WHY?

Former word representations such as Word2Vec or GloVe didn’t contained linguistic context.

WHAT?

This paper suggests embedding from language model(ELMO) to include context information of word. Assume that x is context independent representation (token embedding or CNN over characters). Bi-directional l layers LSTM are used to predict previous or next token. Each hidden vector of LSTM can be viewed as a representation for a word (2L+1 representations for a word). These representations are weighted sum to be used as task specific representation. $R_k = \{x_{k, h}, h^{\leftarrow}_{k,j}, h^{\rightarrow}_{k,j}|j = 1, ..., L\}\\ = \{h^{LM}_{k,j}|j = 0, ..., L\}\\ ELMo^{task}_k = E(R_k, \Theta^{task}) = \gamma^{task}\sum^L_{j=0}s^{task}_j h^{LM}_{k,j}$ Task specific parameters can be learned in task. Layer normalization can be used to each representation when weighting.
Using the pretrained biLM, we can make 2L+1 representations for each word in task corpus and weighted sum to get a fixed representation. This representation can be used either only in the input or both in the input and output.

So?

ELBO achieved state-of-the-art result in nealy all possible NLP task including QA, textual entailment, semantic role labeling, coreference resolution, named entity extraction and sentimant analysis.
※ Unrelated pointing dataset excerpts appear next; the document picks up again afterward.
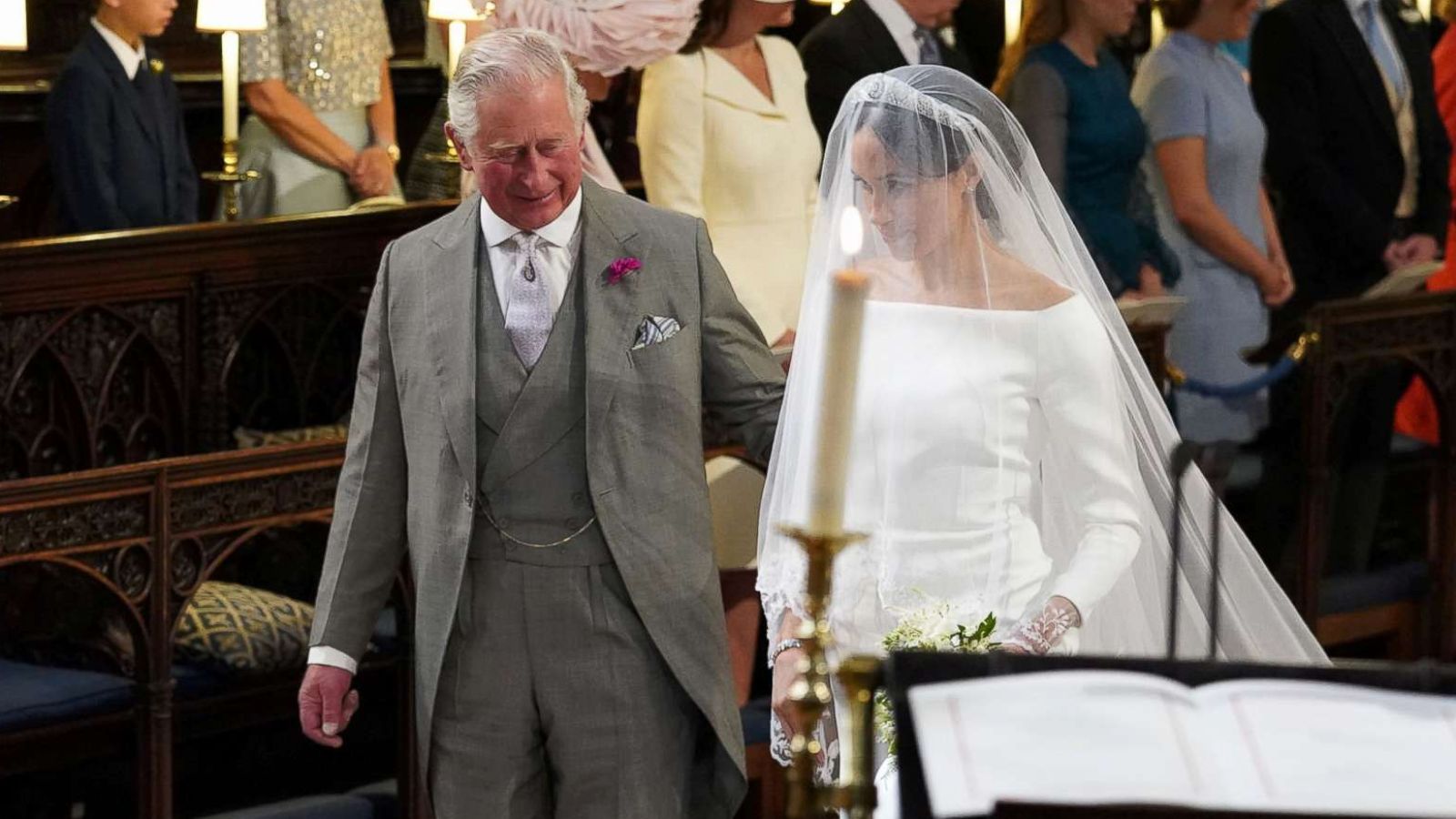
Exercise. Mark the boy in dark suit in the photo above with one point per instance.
(871, 36)
(118, 146)
(1358, 164)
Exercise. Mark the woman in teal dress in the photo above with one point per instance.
(1072, 96)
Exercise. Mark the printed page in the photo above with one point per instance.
(1158, 309)
(1404, 280)
(1324, 748)
(1081, 738)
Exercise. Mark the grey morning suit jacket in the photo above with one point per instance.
(410, 474)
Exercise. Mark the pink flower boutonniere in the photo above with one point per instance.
(622, 267)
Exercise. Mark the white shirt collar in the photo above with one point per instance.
(902, 26)
(131, 58)
(558, 232)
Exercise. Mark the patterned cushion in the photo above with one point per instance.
(244, 630)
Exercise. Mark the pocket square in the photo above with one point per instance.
(655, 329)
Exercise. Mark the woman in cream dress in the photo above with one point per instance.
(725, 135)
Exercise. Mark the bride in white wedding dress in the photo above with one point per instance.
(1009, 450)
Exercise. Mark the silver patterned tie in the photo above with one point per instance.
(529, 317)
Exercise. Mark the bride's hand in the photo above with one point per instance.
(785, 673)
(1040, 632)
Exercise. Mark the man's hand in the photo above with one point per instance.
(1412, 249)
(1276, 283)
(1149, 283)
(373, 174)
(327, 703)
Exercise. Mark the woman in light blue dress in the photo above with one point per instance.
(1206, 160)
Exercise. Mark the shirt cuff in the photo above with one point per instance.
(325, 656)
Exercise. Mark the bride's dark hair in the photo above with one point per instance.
(929, 145)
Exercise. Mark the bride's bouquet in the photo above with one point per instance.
(936, 627)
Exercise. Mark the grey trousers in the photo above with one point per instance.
(555, 703)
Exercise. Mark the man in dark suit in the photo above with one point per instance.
(1358, 162)
(118, 146)
(870, 36)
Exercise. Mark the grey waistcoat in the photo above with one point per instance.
(548, 499)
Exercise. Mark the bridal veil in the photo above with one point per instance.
(973, 261)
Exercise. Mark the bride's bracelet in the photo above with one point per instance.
(783, 647)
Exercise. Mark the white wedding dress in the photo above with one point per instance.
(985, 390)
(1006, 458)
(956, 407)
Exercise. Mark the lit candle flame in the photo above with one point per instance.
(851, 232)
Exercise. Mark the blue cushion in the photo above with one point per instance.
(383, 796)
(308, 807)
(756, 720)
(1369, 589)
(36, 695)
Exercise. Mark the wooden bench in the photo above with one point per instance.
(145, 537)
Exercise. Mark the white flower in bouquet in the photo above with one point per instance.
(936, 627)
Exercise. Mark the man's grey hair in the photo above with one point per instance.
(510, 58)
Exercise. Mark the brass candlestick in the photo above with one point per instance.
(812, 697)
(230, 178)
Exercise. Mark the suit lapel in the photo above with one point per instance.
(1336, 15)
(126, 89)
(609, 308)
(451, 305)
(874, 36)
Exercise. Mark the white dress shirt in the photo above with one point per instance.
(131, 58)
(902, 28)
(557, 251)
(557, 257)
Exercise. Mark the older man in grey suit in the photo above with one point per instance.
(528, 430)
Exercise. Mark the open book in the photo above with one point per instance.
(1404, 280)
(1158, 309)
(1120, 738)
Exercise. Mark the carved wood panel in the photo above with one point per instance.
(215, 329)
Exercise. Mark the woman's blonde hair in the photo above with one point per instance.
(1043, 22)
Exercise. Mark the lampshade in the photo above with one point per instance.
(12, 25)
(230, 15)
(453, 11)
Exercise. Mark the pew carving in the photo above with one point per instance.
(1356, 339)
(159, 343)
(146, 537)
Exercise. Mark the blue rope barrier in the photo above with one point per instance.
(1276, 373)
(1280, 370)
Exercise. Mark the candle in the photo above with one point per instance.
(846, 317)
(1159, 31)
(456, 44)
(229, 86)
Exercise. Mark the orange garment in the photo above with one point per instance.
(1417, 414)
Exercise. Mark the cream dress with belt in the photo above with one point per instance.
(715, 147)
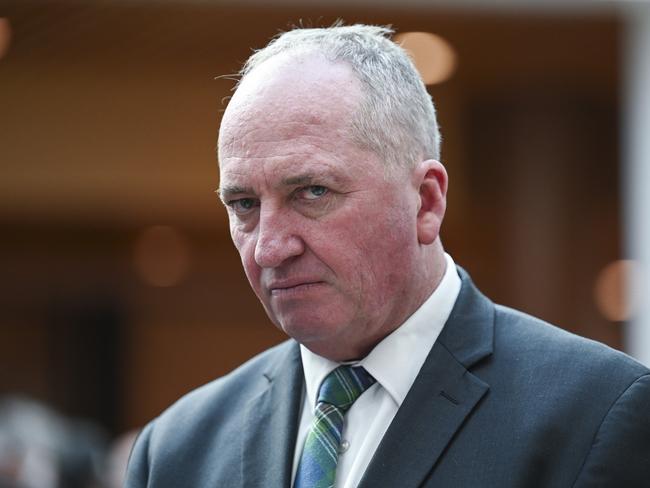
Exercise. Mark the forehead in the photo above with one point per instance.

Since word representation can be differ in context, ELMo have effect of word sense disambiguation and contain information of POS tagging. Also, training model using ELMo was much faster(98%) to achieve SOTA results.

Critic

Another incredible breakthrough in NLP.

Peters, Matthew E., et al. “Deep contextualized word representations.” arXiv preprint arXiv:1802.05365 (2018).